A courtyard is open to the outdoor environment – photo by Casey Dunn

The house, a harmonious combination of wood, concrete, and glass, sits on the shore of Lake Austin. A boardwalk runs the length of the house and out to a guest suite and a glass pavilion on the lake. The home was designed so that no existing trees needed to be removed, a challenge compounded by the unique shape of the property. Brian Comeaux, AIA, a Lake|Flato Associate who worked on the project, describes the project constraints: “The property is an hourglass shape that necks down where Hog Pen Creek crosses through it. It was heavily restricted with flood plains and heritage tree guidelines to protect the roots of the trees. All of these guidelines restricted the site from five acres to one quarter of an acre. The house almost designed itself. The restrictions gave us an L-shaped buildable area that we designed the house around.” Numerous windows take advantage of the view of the lake from every angle. The house is situated to facilitate the owner’s triathlon training and is intimately connected to the outdoors.

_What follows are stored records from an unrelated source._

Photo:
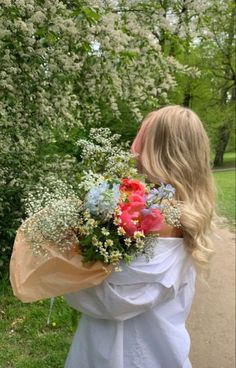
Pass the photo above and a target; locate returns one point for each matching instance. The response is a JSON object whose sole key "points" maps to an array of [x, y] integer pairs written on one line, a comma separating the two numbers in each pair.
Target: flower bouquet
{"points": [[77, 239], [73, 244]]}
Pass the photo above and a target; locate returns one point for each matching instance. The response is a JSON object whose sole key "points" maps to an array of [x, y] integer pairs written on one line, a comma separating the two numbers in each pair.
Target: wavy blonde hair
{"points": [[173, 147]]}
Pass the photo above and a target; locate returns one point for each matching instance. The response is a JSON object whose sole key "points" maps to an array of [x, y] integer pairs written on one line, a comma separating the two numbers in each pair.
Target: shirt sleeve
{"points": [[136, 289]]}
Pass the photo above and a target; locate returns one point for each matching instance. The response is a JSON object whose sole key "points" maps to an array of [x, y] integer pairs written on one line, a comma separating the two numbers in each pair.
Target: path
{"points": [[212, 320]]}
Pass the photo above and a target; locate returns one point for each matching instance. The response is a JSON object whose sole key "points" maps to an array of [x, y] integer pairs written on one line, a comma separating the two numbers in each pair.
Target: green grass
{"points": [[26, 341], [225, 182]]}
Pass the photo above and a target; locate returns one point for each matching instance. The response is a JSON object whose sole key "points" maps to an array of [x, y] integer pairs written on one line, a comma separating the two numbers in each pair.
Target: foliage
{"points": [[67, 65], [26, 340], [225, 181]]}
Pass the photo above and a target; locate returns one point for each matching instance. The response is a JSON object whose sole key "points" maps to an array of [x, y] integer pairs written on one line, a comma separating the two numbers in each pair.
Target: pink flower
{"points": [[128, 224], [131, 213], [152, 222], [132, 185]]}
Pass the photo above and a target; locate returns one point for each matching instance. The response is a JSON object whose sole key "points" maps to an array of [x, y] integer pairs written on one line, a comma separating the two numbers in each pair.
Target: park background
{"points": [[69, 66]]}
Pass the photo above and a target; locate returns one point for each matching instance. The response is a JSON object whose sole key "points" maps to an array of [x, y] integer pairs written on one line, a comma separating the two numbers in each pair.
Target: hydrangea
{"points": [[103, 199]]}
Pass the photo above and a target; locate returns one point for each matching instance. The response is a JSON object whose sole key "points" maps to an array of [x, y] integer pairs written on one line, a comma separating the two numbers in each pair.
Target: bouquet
{"points": [[76, 240]]}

The pool runs harmoniously alongside the house's living, dining, and kitchen space. – photo by Casey Dunn

Indeed, when asked about his favorite aspect of the project, Comeaux immediately chose the property’s unique pool. The owner desired a 75-foot lap pool to aid in his training for events such as the Iron Man. Once again, the property’s restrictions made fitting such a pool on the site a challenge. The architects eventually placed it on the east side of the house, making it possible to see water from every direction, due to the home’s proximity to both the creek and Lake Austin. “The pool is three feet higher than the kitchen/living/dining area," Comeaux says. "When you’re standing in the house, the water level of the pool is about waist high—you really look right into the pool. It makes his swim training part of the everyday experience.”

When Frederick R. Steiner wrote about the house in Texas Architect, he commented: “Lake|Flato has mastered turning site constraints into design opportunities. The house embodies and reflects the deep structure of the place as well as the minimalist aesthetic of the graphic designer client: High nature is married to high design.” Indeed, Hog Pen Creek embodies several of the hallmarks of Lake|Flato’s process, including a deep understanding of the integration between house and landscape. On visits to the house after construction had been completed, Comeaux says he noticed that the owners often keep many of the doors and windows open, allowing the breeze to blow through the house, and further connecting the interior to the environment. For Lake|Flato, the Hog Pen Creek Residence project was not completed when building was done. Instead, they continued to monitor the house and change the way it consumed energy, improving its operations and sustainability.

As for how the team celebrate their AIA Housing award: with a low-key evening of pizza and beer.